I have a dissenting opinion.

Little known fact: I went to a very exclusive all-girl's boarding school in Connecticut for my freshman and most of my sophomore year of high school. In December 2008 a student sued the school, Miss Porter's School, and the headmistress. Since the lawsuit was announced, many alumnae of the school have denounced the lawsuit: it's unwarranted, the student got what she deserved, it's not representative of their experiences at the school, the media are sensationalizing it, etc. I've read comments these "ancients" (MPS code for alumnae) have left on comment boards, posted on MySpace and FaceBook, and blogged about. I've been thinking about this since I first read about the lawsuit in December. I disagree with alot of the women with whom I attended school. I'm glad the student is suing MPS. I'm glad the student is suing the headmistress. I wish my parents would have done the same.

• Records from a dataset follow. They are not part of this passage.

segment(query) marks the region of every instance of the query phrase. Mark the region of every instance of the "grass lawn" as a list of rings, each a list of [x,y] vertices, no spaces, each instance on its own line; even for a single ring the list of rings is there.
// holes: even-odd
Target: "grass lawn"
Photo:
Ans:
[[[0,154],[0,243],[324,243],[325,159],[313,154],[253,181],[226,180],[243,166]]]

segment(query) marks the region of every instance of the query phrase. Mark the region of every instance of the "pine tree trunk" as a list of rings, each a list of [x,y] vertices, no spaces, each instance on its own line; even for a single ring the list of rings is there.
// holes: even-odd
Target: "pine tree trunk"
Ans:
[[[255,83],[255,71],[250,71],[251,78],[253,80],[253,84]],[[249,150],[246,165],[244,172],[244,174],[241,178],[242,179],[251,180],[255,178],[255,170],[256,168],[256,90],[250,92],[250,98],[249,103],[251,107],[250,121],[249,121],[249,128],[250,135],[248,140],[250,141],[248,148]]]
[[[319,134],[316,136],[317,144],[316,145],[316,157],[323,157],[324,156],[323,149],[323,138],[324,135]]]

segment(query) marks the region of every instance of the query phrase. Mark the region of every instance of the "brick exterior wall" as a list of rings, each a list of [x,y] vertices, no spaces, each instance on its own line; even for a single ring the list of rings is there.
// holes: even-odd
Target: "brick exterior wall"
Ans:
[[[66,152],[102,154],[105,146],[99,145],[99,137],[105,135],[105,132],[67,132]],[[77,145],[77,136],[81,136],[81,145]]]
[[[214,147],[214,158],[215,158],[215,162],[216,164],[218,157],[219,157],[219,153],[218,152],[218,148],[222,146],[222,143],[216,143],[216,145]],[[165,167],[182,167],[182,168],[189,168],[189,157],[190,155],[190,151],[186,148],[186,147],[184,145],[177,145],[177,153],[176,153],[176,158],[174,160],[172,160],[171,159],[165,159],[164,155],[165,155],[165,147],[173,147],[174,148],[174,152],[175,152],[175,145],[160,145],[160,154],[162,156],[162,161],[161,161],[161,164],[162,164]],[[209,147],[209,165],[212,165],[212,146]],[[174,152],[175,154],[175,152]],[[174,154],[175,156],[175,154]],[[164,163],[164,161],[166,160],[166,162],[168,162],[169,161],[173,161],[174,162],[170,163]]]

The situation has been re-worded dozens of times in the newspaper and online articles. Here's the gist: Student is living American Dream. Athlete, well liked, strong academically. She's elected to essentially be MPS's social chair. The position involves planning weekend activities, large seasonal events, and prom. The student suggested that MPS's prom be open to other schools. Many of the students disagreed with her, which opened the floodgates of catty tormenting for which teenaged girls are infamous. The student took Adderall and was called "retarded" by her peers. Mean texts were recieved, mean FaceBook comments were made. The student was so unnerved by all of this that she skipped class to avoid teasing and couldn't study, and cheated on a test. The student told the headmistress that she cheated on the test. During a three day suspension, MPS told the only college to which the student had applied early admission that the student was suspended for cheating. When the student returned to campus, the bullying was exponentially worse. The girl's parents filed suit against both MPS and the headmistress, alleging long term damage was inflicted on their daughter's academic career. The suit is asking for an unnamed damages, and for the student to have the chance to complete her studies and earn her high school diploma from MPS.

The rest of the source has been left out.